1. 2001年の9・11、ビーン・ラディンを指導者とする「アルカイーダ」のアメリカ国際貿易センターらへの攻撃を「テロリズム」と規定し、ブッシュ・アメリカは<テロ撲滅の国際・国内を問わない報復戦争・テロ掃討戦>を宣言する。

アルカイーダが当時の「アフガニスタンのタリバン政権に庇護され、アフガニスタンをゲリラ戦争の根拠地としている」、と断定し、その年、10月、タリバン政権に無法にも宣戦を布告し、侵攻を開始する。わずか、2ヶ月で、タリバン政権をまたたくまに倒壊せしめる。

これは、国連決議に基づかない、アメリカの「自衛戦争」と称され、アメリカとその主張を支持する有志国の勝手きわまる実力行使であった。

この行動は、冷戦以降のアメリカ帝国主義の覇権主義戦略、アメリカ一極主義の典型中の典型といえる。

小泉・日本は、このアメリカの行動を直ちに支持し、アメリカ支援の法案を通過させた。

これが、「テロ特法」であった。

2. 「テロ特法」は、米、パキスタン、外の有志国艦船に給油、給水し、艦の補修作業、海上で武器搬入の臨検活動らを援助する、といった内容である。

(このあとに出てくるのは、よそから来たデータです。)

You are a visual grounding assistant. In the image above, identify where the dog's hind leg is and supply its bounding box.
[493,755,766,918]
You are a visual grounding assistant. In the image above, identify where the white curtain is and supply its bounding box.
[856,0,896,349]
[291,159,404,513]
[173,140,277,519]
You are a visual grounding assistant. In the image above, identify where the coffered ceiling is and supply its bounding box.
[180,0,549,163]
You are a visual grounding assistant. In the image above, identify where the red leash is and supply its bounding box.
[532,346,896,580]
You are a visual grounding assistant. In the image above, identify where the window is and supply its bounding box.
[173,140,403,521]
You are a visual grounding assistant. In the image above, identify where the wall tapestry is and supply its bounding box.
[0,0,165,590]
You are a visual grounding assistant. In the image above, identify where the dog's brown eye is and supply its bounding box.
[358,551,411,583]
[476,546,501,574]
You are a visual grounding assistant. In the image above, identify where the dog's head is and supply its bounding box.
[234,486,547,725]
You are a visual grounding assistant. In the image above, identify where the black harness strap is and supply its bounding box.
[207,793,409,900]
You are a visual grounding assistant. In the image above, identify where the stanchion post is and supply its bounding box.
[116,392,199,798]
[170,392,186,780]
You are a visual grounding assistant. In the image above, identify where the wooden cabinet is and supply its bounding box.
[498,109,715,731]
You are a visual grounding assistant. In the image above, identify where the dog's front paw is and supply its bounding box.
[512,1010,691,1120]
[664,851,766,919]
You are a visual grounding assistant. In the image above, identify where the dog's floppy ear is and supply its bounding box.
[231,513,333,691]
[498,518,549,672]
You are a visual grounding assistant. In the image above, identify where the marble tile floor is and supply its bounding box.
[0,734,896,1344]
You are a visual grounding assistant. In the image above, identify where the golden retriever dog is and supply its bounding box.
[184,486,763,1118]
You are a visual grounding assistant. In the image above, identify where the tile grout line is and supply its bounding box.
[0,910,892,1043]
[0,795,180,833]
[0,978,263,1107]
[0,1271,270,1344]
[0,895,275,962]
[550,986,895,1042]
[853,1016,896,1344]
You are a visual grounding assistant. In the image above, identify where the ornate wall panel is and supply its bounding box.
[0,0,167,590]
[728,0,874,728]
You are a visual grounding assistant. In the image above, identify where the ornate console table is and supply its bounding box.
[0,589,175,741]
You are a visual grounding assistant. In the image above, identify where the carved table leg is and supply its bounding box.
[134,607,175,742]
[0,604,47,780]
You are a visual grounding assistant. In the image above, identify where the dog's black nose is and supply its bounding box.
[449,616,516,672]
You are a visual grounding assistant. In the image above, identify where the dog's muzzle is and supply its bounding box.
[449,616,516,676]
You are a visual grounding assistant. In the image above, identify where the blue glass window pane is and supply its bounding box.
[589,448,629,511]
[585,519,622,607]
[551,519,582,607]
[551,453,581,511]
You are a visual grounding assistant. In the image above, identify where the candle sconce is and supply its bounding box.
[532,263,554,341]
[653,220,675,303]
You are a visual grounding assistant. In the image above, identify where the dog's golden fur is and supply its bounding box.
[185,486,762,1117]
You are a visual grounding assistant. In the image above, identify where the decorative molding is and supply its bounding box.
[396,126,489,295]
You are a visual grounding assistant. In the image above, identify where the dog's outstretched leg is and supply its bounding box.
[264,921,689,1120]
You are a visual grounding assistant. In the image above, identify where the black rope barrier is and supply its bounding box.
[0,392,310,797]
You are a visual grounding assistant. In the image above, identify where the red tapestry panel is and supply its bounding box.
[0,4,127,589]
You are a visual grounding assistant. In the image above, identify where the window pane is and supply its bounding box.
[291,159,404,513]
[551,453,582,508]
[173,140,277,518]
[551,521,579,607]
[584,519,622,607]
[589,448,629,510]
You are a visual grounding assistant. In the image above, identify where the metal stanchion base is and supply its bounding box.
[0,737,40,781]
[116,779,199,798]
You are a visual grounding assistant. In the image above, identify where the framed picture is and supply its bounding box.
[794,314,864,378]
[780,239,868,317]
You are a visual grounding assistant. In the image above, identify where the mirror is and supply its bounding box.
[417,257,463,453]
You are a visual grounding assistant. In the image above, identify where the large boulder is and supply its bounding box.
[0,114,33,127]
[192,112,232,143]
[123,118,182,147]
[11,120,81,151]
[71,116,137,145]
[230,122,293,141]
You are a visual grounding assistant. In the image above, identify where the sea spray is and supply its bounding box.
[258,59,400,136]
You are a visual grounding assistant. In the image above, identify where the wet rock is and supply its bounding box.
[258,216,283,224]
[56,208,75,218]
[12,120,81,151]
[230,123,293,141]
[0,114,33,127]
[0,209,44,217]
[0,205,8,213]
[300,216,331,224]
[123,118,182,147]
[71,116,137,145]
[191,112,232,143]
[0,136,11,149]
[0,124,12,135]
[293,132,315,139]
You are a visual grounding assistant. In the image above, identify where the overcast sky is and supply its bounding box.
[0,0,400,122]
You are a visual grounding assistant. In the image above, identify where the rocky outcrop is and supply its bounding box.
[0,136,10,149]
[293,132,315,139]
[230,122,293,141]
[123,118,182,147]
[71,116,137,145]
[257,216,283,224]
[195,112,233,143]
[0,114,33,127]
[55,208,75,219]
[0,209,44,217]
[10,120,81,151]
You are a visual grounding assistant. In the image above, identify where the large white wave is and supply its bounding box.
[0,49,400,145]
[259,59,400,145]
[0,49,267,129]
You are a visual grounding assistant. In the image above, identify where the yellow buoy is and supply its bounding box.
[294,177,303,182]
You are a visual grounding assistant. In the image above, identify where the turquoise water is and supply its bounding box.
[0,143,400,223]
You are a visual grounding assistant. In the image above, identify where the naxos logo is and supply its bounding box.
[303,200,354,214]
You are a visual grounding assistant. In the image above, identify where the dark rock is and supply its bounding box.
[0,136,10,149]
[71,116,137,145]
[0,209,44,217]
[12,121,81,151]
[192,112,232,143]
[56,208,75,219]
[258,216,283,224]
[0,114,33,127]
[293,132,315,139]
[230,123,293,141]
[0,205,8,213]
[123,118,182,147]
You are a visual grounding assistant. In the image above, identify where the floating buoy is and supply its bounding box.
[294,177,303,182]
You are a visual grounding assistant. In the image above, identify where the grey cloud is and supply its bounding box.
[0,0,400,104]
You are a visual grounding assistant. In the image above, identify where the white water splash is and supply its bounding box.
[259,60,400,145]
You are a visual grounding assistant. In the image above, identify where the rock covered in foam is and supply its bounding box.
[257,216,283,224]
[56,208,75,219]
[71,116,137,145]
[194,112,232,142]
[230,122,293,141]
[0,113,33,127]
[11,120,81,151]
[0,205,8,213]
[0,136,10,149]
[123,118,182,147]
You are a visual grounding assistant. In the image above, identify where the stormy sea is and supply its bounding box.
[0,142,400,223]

しかし、給油、給水をする主要な艦船が、米艦船であり、最近、その艦船の回航先は、アフガニスタンではなくイラク行きが大半である、ことが暴露されてきている。

この法律は2年毎の時限立法で、これまで3回更新され、この11月1日で、4回目が更新される予定であったが、現在の<ねじれ国会>事態で、きわめて困難になりつつある。ともあれ、それから、3回更新されつつ、以降6年間、この業務は海上自衛隊が担って来た、ということである。

当時の、テロリズムキャンペーンの激しさ、他方での自公与党の衆参両院での過半数の多数派条件の中で、この法案はなんなく通過した。ただし、物議は野党側から醸されていた。

国連決議でもなく、「アメリカの“自衛”、“愛国”のために、なぜ、日本の自衛を旨とする自衛艦が出動しなければならないのか?」という主張である。

実際、これを支えている論理は、「同盟国が危険に晒された場合は、その国の安全に協力する、詰まり、その国を支援することが、自国の安全を保障することとなる。」といった、従来の相互防衛条約的性格を超えた、<「価値観を共有する諸国の多国間の集団自衛」論の構想>をその当時から孕んでいたように思える。

これは、全く破廉恥な辞職を遂げた安倍晋三が主張してやまなかった論理であるし、しっかり煮詰めきられて、公式に発表された見解ではないが、ある面での、アジア、太平洋規模のNATO構想であったように思われる。

この主張は、<朝鮮が攻めて来る。朝鮮と戦争になった場合、アメリカの支援が必要である。そのために、日本と全く関係のない、ブッシュ・アメリカとアラブ・ゲリラの戦争関係に、アメリカとそれを支持する諸国の側に立つことによって、バーターする」といった当時の日朝関係、当時の米・アラブ関係を念頭に置いた小泉―安倍らの現実主義的情勢認識を基礎に、膨(ふく)らまされていった、全く、現実には、日の目を見ず、立ち消えていった悪名高き幻の「集団自衛」構想であろう。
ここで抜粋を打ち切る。